Arces ou r’ssiss

 

Arces ou r’ssiss

 

Il s'agit d'une galette de farine pétrie à l'eau et à l'huile, cuite sur une plaque chaude posée sur le feu. On peut utiliser une poêle dont on huilera le fond régulièrement avec un coton. 

 

Recette

Une livre de farine tamisée, levure alsacienne, sel, sésames, 1/2 verre d'huile, mélanger la levure alsacienne avec la farine, puis l'huile, les sésames, le sel fondu dans de l'eau tiède.

Ajouter un peu d'eau. Pétrir légèrement. Laisser reposer une demi-heure. Repétrir légèrement et former quatre boules.

Aplatir au rouleau des galettes d'une épaisseur de deux centimètres environ. Sur le gaz, mettre une plaque (ou poêle) huilée avec du coton ou du papier. Laisser chauffer puis poser la pâte formée en galettes. 

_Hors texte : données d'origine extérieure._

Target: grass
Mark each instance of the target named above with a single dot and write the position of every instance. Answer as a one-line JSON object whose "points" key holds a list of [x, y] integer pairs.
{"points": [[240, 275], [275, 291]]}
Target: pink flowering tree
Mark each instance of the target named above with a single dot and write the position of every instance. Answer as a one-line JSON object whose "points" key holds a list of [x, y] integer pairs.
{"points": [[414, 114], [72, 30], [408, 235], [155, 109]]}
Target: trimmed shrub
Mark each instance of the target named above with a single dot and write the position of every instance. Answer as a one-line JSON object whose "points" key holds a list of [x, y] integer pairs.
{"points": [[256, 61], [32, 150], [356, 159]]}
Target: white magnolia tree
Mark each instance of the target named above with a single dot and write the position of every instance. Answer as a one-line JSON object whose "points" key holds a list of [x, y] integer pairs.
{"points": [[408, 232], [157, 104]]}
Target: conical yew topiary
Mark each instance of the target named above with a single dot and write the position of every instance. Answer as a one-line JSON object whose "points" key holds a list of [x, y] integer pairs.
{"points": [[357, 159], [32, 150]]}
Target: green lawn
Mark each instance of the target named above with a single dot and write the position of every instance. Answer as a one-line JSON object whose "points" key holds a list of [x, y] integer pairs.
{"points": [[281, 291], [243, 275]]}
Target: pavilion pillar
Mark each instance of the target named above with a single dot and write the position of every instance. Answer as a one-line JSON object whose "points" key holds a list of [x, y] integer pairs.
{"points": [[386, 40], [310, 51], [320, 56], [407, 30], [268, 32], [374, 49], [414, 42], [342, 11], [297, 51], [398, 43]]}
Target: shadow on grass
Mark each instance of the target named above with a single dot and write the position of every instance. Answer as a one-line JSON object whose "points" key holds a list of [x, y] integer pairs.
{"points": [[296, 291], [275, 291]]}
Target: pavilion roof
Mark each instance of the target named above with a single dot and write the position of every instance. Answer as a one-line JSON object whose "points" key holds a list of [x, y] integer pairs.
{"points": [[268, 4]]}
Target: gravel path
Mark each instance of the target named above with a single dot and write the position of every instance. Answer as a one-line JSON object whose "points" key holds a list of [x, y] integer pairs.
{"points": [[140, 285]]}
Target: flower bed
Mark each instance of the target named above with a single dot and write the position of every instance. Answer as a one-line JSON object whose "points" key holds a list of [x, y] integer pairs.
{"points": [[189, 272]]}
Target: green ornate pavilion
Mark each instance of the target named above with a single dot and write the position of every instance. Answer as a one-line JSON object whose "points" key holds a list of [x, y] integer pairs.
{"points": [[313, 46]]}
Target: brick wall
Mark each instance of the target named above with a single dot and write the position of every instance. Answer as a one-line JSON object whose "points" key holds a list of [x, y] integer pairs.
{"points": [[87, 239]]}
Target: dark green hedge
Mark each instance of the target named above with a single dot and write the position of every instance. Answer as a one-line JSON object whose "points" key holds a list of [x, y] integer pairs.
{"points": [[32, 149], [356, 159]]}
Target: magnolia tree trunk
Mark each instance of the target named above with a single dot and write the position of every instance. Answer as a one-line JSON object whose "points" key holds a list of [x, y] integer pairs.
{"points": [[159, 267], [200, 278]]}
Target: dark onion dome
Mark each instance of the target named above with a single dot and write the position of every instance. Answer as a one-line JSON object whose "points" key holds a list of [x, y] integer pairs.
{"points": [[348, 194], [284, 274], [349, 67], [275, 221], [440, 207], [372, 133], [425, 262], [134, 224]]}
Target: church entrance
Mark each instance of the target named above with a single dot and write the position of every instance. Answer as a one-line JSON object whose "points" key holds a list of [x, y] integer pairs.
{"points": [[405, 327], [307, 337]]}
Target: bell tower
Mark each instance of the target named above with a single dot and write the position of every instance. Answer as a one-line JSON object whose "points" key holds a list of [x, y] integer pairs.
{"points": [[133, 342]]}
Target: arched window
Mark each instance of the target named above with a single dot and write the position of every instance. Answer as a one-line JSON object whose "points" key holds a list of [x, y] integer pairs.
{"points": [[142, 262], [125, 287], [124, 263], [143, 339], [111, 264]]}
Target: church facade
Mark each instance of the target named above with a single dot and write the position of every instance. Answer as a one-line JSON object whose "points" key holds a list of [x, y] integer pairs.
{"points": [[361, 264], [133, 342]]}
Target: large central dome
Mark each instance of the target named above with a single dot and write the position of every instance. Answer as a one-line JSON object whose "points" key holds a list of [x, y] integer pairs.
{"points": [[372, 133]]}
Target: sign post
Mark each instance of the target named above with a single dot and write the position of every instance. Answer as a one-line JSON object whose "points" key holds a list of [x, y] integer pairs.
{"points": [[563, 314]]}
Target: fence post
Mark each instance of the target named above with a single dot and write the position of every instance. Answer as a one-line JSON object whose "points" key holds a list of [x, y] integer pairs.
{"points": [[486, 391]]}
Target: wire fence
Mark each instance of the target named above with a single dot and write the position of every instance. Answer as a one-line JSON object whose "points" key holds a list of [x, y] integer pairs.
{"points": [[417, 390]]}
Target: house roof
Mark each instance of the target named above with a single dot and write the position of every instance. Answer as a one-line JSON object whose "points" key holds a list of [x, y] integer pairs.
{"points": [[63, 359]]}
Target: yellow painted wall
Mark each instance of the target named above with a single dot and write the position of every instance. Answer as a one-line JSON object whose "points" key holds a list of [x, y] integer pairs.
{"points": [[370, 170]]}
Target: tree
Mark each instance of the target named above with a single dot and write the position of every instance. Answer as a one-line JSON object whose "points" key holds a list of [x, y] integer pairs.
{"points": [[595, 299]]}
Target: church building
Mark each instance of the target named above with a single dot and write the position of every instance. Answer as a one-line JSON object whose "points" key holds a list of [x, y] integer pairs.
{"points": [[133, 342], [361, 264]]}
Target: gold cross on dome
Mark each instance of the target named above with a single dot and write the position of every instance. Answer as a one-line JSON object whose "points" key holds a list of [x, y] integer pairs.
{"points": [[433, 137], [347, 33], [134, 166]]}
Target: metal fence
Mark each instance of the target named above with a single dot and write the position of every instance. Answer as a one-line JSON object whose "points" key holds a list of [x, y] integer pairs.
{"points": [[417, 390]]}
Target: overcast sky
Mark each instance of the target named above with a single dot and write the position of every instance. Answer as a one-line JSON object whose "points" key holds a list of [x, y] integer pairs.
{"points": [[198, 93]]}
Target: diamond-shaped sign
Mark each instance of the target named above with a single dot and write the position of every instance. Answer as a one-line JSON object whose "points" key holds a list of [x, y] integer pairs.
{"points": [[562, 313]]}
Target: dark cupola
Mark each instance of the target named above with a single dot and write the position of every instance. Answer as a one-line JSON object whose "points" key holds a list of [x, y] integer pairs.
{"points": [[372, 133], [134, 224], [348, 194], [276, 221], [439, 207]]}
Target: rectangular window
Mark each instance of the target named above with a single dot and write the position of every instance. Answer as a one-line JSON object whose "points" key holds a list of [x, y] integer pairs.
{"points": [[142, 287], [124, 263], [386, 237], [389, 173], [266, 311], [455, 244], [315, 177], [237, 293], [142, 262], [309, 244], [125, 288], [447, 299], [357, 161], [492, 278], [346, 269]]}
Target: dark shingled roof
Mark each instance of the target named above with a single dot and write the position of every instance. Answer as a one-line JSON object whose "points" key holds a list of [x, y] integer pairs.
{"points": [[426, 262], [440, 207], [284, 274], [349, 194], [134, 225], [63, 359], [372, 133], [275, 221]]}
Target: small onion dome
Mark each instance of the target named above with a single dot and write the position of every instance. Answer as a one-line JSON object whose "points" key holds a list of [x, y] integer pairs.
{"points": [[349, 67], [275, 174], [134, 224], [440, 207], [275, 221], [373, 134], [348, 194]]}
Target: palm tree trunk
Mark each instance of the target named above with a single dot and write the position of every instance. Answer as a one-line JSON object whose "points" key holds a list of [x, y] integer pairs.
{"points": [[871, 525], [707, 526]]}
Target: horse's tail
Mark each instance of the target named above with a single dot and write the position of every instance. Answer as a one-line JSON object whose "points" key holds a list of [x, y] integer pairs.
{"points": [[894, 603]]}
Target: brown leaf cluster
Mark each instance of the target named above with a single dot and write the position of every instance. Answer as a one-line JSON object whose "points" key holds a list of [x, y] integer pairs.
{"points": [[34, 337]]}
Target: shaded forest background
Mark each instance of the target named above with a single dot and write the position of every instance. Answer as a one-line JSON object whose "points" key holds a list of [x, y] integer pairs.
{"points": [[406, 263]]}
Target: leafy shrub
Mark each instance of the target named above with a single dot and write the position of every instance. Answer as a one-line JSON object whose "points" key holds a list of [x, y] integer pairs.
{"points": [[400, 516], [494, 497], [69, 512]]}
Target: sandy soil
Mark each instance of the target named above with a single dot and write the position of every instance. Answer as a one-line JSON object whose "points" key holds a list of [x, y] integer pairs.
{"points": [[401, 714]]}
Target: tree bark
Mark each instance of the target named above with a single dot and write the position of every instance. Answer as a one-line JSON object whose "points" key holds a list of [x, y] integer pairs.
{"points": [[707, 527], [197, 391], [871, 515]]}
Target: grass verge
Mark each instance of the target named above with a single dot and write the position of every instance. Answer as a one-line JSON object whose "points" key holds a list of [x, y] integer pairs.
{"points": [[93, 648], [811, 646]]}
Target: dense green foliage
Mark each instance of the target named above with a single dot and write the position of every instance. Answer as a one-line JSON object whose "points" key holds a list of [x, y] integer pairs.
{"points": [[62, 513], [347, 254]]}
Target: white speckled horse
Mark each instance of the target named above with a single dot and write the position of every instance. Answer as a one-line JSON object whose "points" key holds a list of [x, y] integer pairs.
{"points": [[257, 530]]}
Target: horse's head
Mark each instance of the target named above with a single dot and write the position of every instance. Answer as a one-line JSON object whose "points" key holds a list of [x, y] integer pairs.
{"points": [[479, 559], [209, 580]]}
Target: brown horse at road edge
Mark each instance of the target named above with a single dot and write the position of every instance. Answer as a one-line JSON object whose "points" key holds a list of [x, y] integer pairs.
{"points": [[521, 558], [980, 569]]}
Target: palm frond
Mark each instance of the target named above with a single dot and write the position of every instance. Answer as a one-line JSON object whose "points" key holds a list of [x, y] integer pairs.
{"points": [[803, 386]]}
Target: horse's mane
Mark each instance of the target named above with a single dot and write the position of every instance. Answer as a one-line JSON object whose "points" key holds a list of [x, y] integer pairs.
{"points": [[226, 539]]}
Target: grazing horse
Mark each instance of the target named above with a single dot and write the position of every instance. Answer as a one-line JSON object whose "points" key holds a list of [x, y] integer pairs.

Faire cuire les deux faces puis le pourtour.

 

 

Remarques

Les juifs tunisiens disent que l'arces leur fait penser à "hobz tabouna"; il s'agit d'un pain plat du type de la pita israélienne mais d'une consistance et d'une fabrication tout à fait différente (pâte à l'huile; cuisson sur plaque chaude).  Notons que J. Bahloul dans son livre sur la cuisine juive algérienne n'a pas fait mention de l'arces. Cela se comprend car elle n'a pas interrogé des personnes du Constantinois, absents de son échantillon. Or l'arces est une tradition constantinoise ([1]). L'existence de cette recette est attestée dans diverses familles d'origine constantinoise. 

 

La tradition qui consiste à manger ce plat avant la recherche du 'hamets doit être replacée dans le contexte des domiciles de l'époque. En fait, cela témoignait du souci de ne plus faire entre du Hamès à la maison après le nettoyage. Dans les temps anciens, alors que les maisons n'étaient conçues sur le mode européen, les familles sortaient faire la cuisine sur le canoun dans la cour. Ce n'était donc pas difficile de préparer de l'a'hcès et de faires les grillades puisque le repas ne se prenait pas à l'intérieur de la cuisine.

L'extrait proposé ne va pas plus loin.